Hello,
I ran cufflinks on 18 different replicates like this:
time cufflinks -p 8 accepted_hits.bam -g ../mm10genes.gtf
and then transcript counting with bedtools.
Each column is "transcript gene " and counts for "3 female control, 3 female condition 1, 3 female condition 2, and 3 male control, 3 male condition 1, 3 male condition 2"
and I am at a loss why I have
con@ubuntu:~/RSAB-BPA/basic/Fastq/FGC1037_s_5_GTGAAA$ grep Xist ../gene.count
NR_001463 Xist 21993 11604 6711 14790 6150 0 5450 2974 43627 9 52 1 66 5 52 18 247 32
NR_001570 Xist 13192 6975 4059 8543 3464 0 3289 1773 26716 8 30 1 35 2 35 10 152 16
con@ubuntu:~/RSAB-BPA/basic/Fastq/FGC1037_s_5_GTGAAA$ grep Gapdh ../gene.count
NM_001289726 Gapdh 50279 4550 3184 22663 2130 0 7702 4332 37018 6114 4938 4493 5059 9287 3420 6147 9016 8596
NM_008084 Gapdh 50290 4551 3184 22662 2129 0 7703 4333 37030 6115 4937 4495 5059
con@ubuntu:~/RSAB-BPA/basic/Fastq/FGC1037_s_5_GTGAAA$ grep Actb ../gene.count
NM_007393 Actb 202625 20199 12112 76439 8610 0 49824 26691 133110 62113 17415 16526 23621 36352 17794 27867 36203 43491
but the gene expression looks fine in a genome browser.
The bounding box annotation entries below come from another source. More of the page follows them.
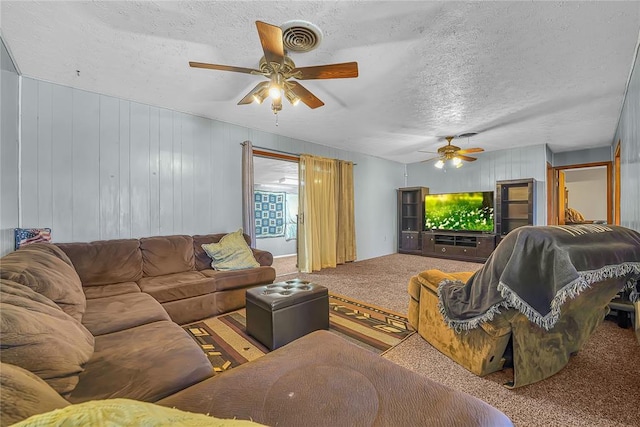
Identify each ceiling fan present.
[420,136,484,169]
[189,21,358,114]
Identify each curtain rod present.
[240,142,358,166]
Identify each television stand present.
[422,231,496,262]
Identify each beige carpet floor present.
[291,254,640,427]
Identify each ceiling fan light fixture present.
[285,90,300,106]
[253,86,269,104]
[271,98,282,114]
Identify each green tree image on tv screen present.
[425,192,493,232]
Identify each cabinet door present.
[422,233,436,255]
[402,232,421,251]
[476,236,496,258]
[435,245,476,257]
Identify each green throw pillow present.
[14,399,262,427]
[202,229,260,270]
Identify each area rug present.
[184,294,415,372]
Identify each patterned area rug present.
[184,294,415,372]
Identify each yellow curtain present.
[298,154,356,273]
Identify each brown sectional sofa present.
[56,234,276,324]
[0,239,512,426]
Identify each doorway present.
[253,154,298,276]
[548,162,613,225]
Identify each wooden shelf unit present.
[494,178,535,238]
[398,187,429,254]
[422,231,496,262]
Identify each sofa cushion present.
[0,244,86,320]
[68,321,213,403]
[0,363,69,425]
[201,267,276,291]
[138,271,216,303]
[0,280,94,394]
[82,292,171,336]
[157,330,512,427]
[202,229,260,270]
[56,239,142,286]
[193,233,251,270]
[20,243,73,267]
[83,282,140,300]
[140,236,195,277]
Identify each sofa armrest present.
[251,248,273,267]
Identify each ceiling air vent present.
[280,20,322,52]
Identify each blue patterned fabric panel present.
[253,191,286,239]
[13,228,51,250]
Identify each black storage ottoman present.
[246,279,329,350]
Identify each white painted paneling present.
[20,79,38,228]
[50,83,74,242]
[32,81,53,227]
[158,109,174,236]
[118,100,133,238]
[0,39,20,256]
[18,79,404,259]
[149,107,160,235]
[99,96,120,239]
[553,147,612,166]
[169,108,184,234]
[193,117,215,234]
[129,102,153,237]
[72,90,100,242]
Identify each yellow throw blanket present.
[14,399,262,427]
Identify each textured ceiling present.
[0,0,640,163]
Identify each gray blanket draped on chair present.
[438,224,640,331]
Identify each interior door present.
[557,171,567,225]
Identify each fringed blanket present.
[438,224,640,332]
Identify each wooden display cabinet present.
[398,187,429,255]
[494,178,535,238]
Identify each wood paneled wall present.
[407,145,547,225]
[11,78,404,259]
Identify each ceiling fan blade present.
[287,81,324,108]
[456,152,478,162]
[238,81,269,105]
[458,148,484,154]
[291,62,358,80]
[189,61,262,74]
[256,21,284,64]
[420,156,442,163]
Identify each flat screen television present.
[424,191,494,233]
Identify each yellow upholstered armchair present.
[408,225,640,387]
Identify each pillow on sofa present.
[0,363,70,425]
[0,244,87,321]
[14,399,262,427]
[202,229,260,270]
[0,280,94,394]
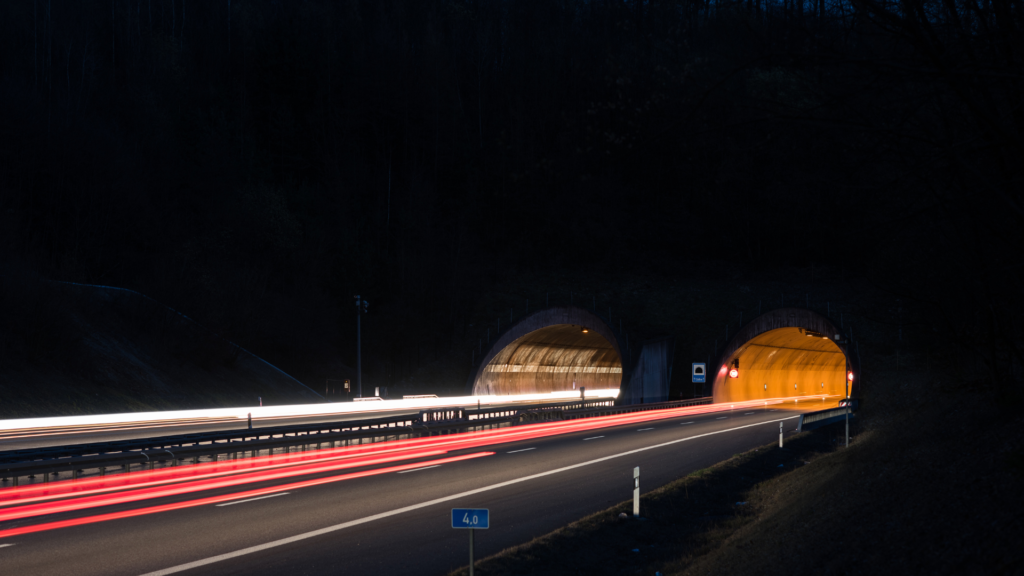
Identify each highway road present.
[0,402,834,576]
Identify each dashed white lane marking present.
[398,464,440,474]
[217,492,291,508]
[142,416,800,576]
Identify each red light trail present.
[0,396,839,538]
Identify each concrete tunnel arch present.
[709,308,856,403]
[470,306,625,396]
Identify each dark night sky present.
[0,0,1024,393]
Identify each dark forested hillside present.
[0,0,1024,393]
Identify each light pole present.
[355,294,369,398]
[846,369,853,448]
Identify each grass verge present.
[452,426,834,576]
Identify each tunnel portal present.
[713,310,849,403]
[472,308,623,396]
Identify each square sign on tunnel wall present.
[693,362,708,384]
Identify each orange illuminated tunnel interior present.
[714,328,847,403]
[473,324,623,396]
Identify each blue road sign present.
[452,508,490,530]
[693,362,708,383]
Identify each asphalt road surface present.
[0,403,820,576]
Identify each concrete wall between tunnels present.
[713,308,850,403]
[471,306,624,396]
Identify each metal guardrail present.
[0,398,712,486]
[797,406,854,431]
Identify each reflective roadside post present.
[452,508,490,576]
[633,466,640,518]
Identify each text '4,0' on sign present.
[452,508,490,529]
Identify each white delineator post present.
[633,466,640,518]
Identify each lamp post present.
[846,370,853,448]
[355,294,368,398]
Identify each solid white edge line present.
[398,464,440,474]
[141,415,800,576]
[216,492,291,507]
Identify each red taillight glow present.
[0,452,494,538]
[0,391,847,538]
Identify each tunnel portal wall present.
[470,306,625,396]
[712,308,850,402]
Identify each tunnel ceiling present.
[473,324,623,395]
[714,327,847,402]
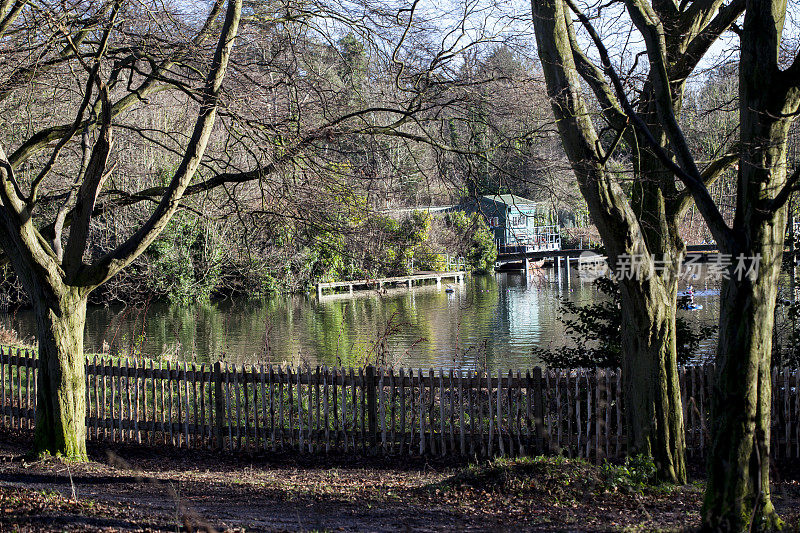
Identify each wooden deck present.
[317,270,467,297]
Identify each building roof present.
[482,194,545,205]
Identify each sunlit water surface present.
[0,270,719,370]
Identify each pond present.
[0,270,718,370]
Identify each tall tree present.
[0,0,242,459]
[537,0,800,531]
[532,0,744,482]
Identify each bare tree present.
[534,0,800,531]
[0,0,242,459]
[533,0,744,482]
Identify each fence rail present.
[0,348,800,461]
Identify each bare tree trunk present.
[34,290,86,460]
[703,239,785,531]
[532,0,686,483]
[622,280,686,483]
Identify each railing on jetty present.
[0,349,800,461]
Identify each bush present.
[533,278,717,368]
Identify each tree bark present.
[622,279,687,483]
[703,244,783,531]
[703,0,800,531]
[34,287,86,461]
[532,0,686,483]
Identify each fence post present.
[212,361,225,450]
[533,366,550,454]
[364,365,378,451]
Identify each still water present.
[0,271,718,370]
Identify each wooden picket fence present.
[0,348,800,461]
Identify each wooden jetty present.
[317,270,467,297]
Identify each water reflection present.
[1,273,718,370]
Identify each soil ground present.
[0,432,800,532]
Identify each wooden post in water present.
[212,361,225,450]
[533,366,547,453]
[364,365,378,452]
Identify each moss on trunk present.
[34,291,86,461]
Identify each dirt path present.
[0,433,800,532]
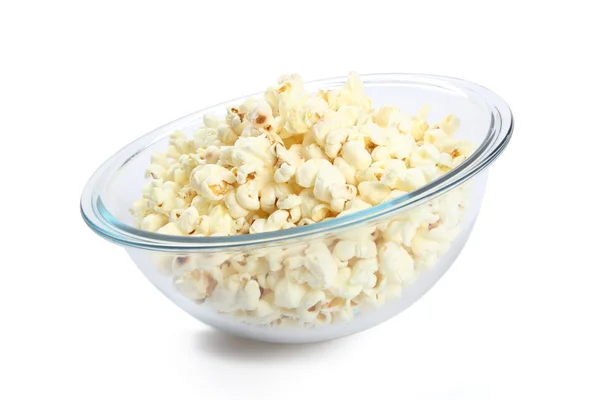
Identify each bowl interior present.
[99,75,493,226]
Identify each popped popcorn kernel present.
[131,73,474,328]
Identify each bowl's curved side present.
[81,74,513,252]
[127,171,487,343]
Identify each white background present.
[0,0,600,400]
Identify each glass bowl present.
[81,74,513,343]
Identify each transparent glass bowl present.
[81,74,513,343]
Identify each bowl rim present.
[80,73,514,252]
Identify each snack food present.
[132,73,472,326]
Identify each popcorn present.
[131,73,474,327]
[342,140,372,170]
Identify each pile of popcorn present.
[132,73,473,326]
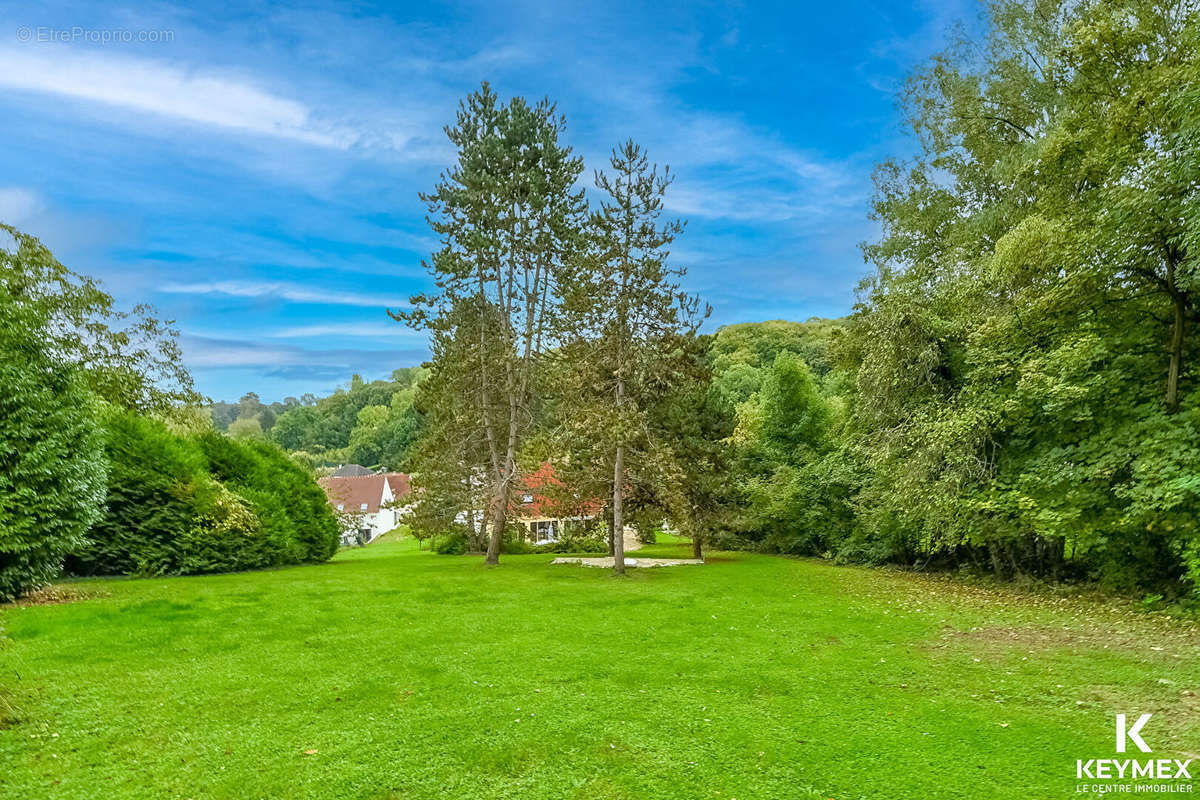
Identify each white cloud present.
[158,281,408,308]
[0,186,43,228]
[0,47,358,150]
[268,321,425,341]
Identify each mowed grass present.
[0,541,1200,800]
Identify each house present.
[334,464,376,477]
[512,462,604,545]
[318,473,410,545]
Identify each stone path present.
[551,555,704,569]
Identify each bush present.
[67,410,216,575]
[199,432,340,563]
[433,534,468,555]
[67,411,338,575]
[0,316,104,601]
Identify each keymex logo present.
[1075,714,1192,794]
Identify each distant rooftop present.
[330,464,376,477]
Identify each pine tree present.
[566,140,707,575]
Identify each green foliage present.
[0,296,104,602]
[67,410,338,575]
[839,1,1200,596]
[0,536,1200,800]
[262,367,428,470]
[433,533,470,555]
[0,223,204,411]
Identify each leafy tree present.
[839,0,1200,588]
[0,291,104,601]
[229,416,263,439]
[0,223,204,411]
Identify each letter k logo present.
[1117,714,1153,753]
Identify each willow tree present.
[398,83,586,564]
[566,140,700,575]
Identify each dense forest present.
[209,367,425,470]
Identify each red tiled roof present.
[318,475,388,513]
[514,462,604,519]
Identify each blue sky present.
[0,0,977,399]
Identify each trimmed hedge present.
[67,411,338,575]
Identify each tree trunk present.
[484,467,511,566]
[1166,287,1186,414]
[612,443,625,575]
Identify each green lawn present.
[0,541,1200,800]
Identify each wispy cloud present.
[158,281,408,308]
[0,186,43,228]
[0,46,358,150]
[266,321,425,342]
[180,335,427,379]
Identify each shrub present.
[433,534,468,555]
[67,410,214,575]
[0,316,104,601]
[67,411,338,575]
[198,432,340,564]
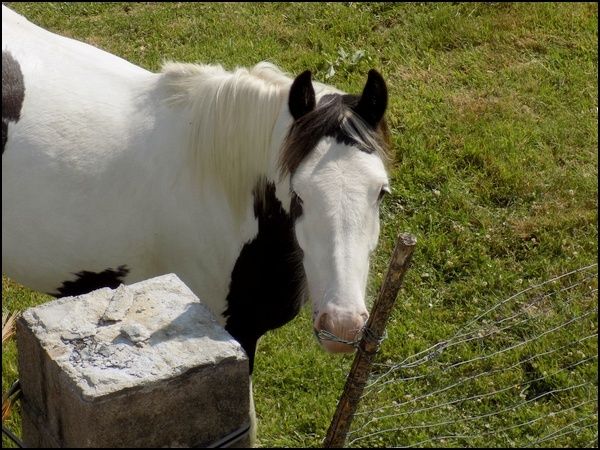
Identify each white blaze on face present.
[292,137,388,352]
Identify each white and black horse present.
[2,6,389,374]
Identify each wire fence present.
[347,264,598,447]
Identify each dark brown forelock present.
[279,94,390,177]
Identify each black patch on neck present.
[279,94,389,175]
[2,50,25,153]
[50,265,129,297]
[223,179,306,373]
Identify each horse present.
[2,6,390,436]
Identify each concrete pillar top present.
[22,274,247,400]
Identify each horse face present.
[284,71,389,352]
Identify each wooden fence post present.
[323,233,417,448]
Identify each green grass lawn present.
[2,2,598,447]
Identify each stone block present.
[17,274,250,448]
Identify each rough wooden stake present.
[323,233,417,448]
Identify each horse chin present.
[313,330,354,353]
[319,341,354,353]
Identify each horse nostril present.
[318,313,330,331]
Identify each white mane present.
[162,62,292,217]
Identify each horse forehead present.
[294,136,388,187]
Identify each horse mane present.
[161,62,292,219]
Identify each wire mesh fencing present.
[346,264,598,447]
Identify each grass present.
[2,3,598,447]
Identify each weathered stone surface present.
[17,274,250,447]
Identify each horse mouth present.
[313,328,356,353]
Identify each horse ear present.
[355,69,388,128]
[288,70,316,120]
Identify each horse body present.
[2,6,388,370]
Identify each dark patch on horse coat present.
[224,179,306,373]
[50,265,129,297]
[2,50,25,153]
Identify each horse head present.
[280,70,390,352]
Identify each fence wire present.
[347,264,598,448]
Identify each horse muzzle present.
[313,311,369,353]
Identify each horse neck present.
[157,63,291,220]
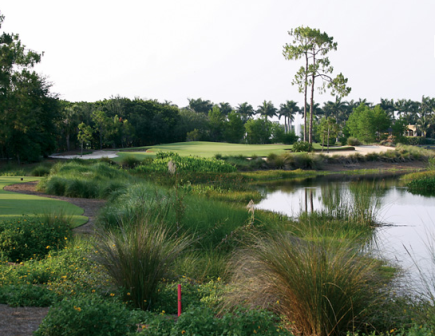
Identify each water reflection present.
[256,175,435,288]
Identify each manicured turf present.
[0,176,88,227]
[114,141,292,161]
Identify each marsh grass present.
[172,249,230,282]
[97,183,266,251]
[225,232,385,336]
[38,160,134,199]
[402,170,435,193]
[95,218,191,310]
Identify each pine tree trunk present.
[308,50,316,143]
[304,54,308,141]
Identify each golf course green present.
[0,176,88,227]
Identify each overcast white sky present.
[0,0,435,107]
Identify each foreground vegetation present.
[0,151,435,336]
[0,176,87,227]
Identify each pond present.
[256,175,435,288]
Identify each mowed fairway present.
[114,141,292,161]
[0,176,88,227]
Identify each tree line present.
[0,15,435,161]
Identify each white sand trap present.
[317,146,394,156]
[49,151,118,160]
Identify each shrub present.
[144,307,292,336]
[30,165,50,176]
[292,141,313,152]
[0,284,56,307]
[95,217,189,309]
[35,295,137,336]
[133,152,237,173]
[121,155,141,168]
[0,214,71,262]
[227,233,390,336]
[347,137,361,146]
[282,132,299,145]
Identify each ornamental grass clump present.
[95,218,190,310]
[225,232,388,336]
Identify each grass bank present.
[0,176,88,227]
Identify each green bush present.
[347,137,361,146]
[0,284,56,307]
[0,215,71,262]
[402,137,435,146]
[121,155,141,168]
[292,141,313,152]
[35,295,137,336]
[144,307,292,336]
[30,165,50,176]
[133,152,237,173]
[282,132,299,145]
[153,276,227,314]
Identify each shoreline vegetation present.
[0,142,435,336]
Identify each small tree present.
[224,111,245,143]
[77,122,93,155]
[318,117,339,153]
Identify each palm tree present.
[256,100,278,121]
[236,102,255,123]
[218,102,233,116]
[279,100,301,133]
[322,97,349,124]
[187,98,213,114]
[417,115,433,137]
[379,98,396,119]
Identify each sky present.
[0,0,435,108]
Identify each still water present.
[256,175,435,288]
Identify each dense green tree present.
[77,122,94,155]
[175,109,208,141]
[322,97,348,124]
[317,117,339,153]
[218,102,233,116]
[188,98,213,114]
[0,11,60,161]
[379,98,396,119]
[391,117,408,143]
[224,111,245,143]
[208,106,225,141]
[346,102,391,142]
[92,110,110,149]
[245,116,272,144]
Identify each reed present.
[224,232,385,336]
[95,218,191,310]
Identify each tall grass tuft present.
[226,232,385,336]
[95,219,190,310]
[38,160,133,199]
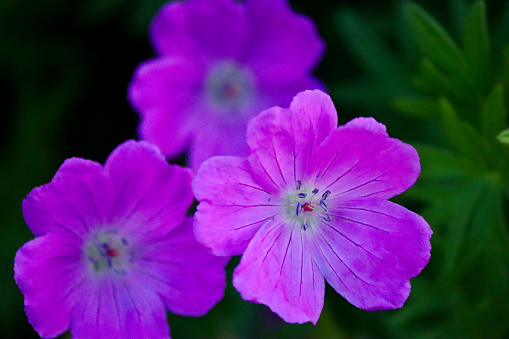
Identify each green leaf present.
[440,98,486,168]
[404,2,465,73]
[497,128,509,146]
[443,180,485,275]
[463,1,490,88]
[414,144,477,180]
[482,84,507,140]
[392,95,440,120]
[414,58,478,104]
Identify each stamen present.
[322,190,330,201]
[302,203,315,212]
[106,248,118,257]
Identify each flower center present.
[285,180,332,231]
[85,229,134,274]
[205,60,254,114]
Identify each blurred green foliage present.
[0,0,509,338]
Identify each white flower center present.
[85,229,134,274]
[285,180,332,231]
[205,60,254,114]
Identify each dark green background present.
[0,0,509,338]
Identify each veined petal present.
[133,218,229,316]
[71,275,170,339]
[308,118,420,200]
[14,233,85,338]
[310,199,432,310]
[150,0,247,62]
[23,158,109,239]
[105,140,193,242]
[241,0,325,81]
[247,90,337,191]
[233,218,325,324]
[193,157,281,256]
[128,57,205,156]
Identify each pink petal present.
[247,90,337,192]
[23,158,108,239]
[241,0,325,82]
[150,0,247,62]
[308,118,420,199]
[71,275,170,339]
[14,233,84,338]
[128,58,205,156]
[233,218,325,324]
[133,218,228,316]
[193,157,281,256]
[105,140,193,242]
[310,199,432,311]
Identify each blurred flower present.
[193,90,432,323]
[14,141,225,338]
[128,0,324,169]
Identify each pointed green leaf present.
[392,96,440,120]
[482,84,507,139]
[337,10,406,87]
[463,1,491,88]
[414,144,477,179]
[404,2,465,73]
[440,98,486,168]
[443,180,485,274]
[497,128,509,146]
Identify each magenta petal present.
[105,140,193,241]
[23,158,108,238]
[308,118,420,199]
[134,218,228,316]
[312,199,432,310]
[233,218,325,324]
[71,276,170,339]
[247,90,337,191]
[150,0,247,62]
[14,233,84,338]
[241,0,325,81]
[193,157,281,256]
[128,57,205,156]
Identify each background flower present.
[193,90,432,324]
[14,141,226,338]
[129,0,324,169]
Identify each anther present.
[302,203,315,212]
[322,190,330,201]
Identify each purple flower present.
[14,141,226,338]
[129,0,324,169]
[193,90,432,324]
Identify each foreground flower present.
[14,141,225,338]
[193,91,432,324]
[129,0,324,169]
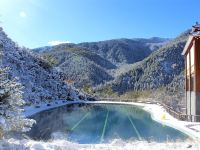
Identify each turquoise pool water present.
[28,104,188,144]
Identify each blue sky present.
[0,0,200,48]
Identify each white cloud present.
[19,11,27,18]
[48,41,71,46]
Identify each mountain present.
[33,38,169,87]
[0,28,83,103]
[112,30,189,93]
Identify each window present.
[186,76,190,91]
[190,46,195,73]
[187,53,190,75]
[190,73,194,91]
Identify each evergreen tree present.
[0,44,35,137]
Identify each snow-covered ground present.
[0,139,200,150]
[0,100,200,150]
[23,100,84,117]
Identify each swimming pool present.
[27,104,188,144]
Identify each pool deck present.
[23,100,200,140]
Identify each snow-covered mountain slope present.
[0,28,82,103]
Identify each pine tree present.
[0,44,35,137]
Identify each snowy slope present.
[0,28,83,103]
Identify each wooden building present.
[182,23,200,121]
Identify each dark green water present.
[28,104,188,144]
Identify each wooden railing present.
[97,98,200,122]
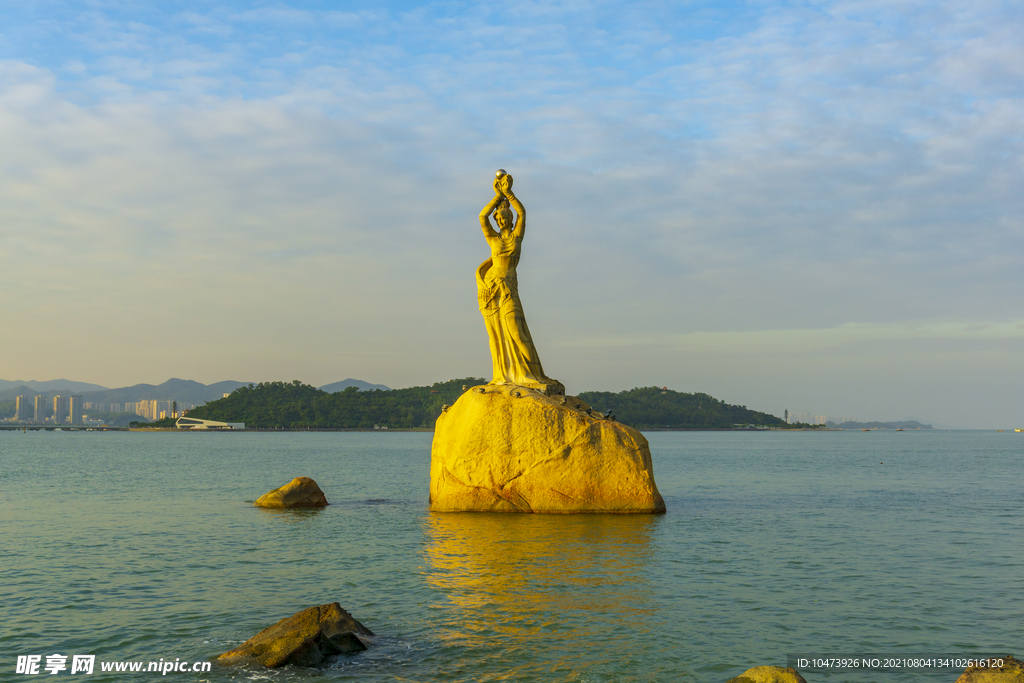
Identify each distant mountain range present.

I don't understand what I could be doing wrong or what I should be looking for.
I have two questions:
- Why do so many genes show 0 expression?
- Why do some replicates show consistently higher expression of certain genes?
-DEC
Given that the same sample has 0 counts for all of the genes you showed, have you seen if it has problems? My guess is that this samples clusters far away from everything else and should probably just get excluded.
As Devon suggested it is always better to perform some clustering for studies that involve tens or hundreds of samples to identify outliers before any further analysis. The discrepancy in read counts could be attributed to one of the several factors 1) difference in sequencing depth 2) difference in the complexity of RNA-seq libraries. For your housekeeping genes counts only one sample gives zero counts. Although there is a considerable variation across different samples for house keeping genes but it could be purely due to difference in sequencing depth. I would try normalizing these samples using TMM method and see if it helps reducing the variation in expression for the housekeeping genes.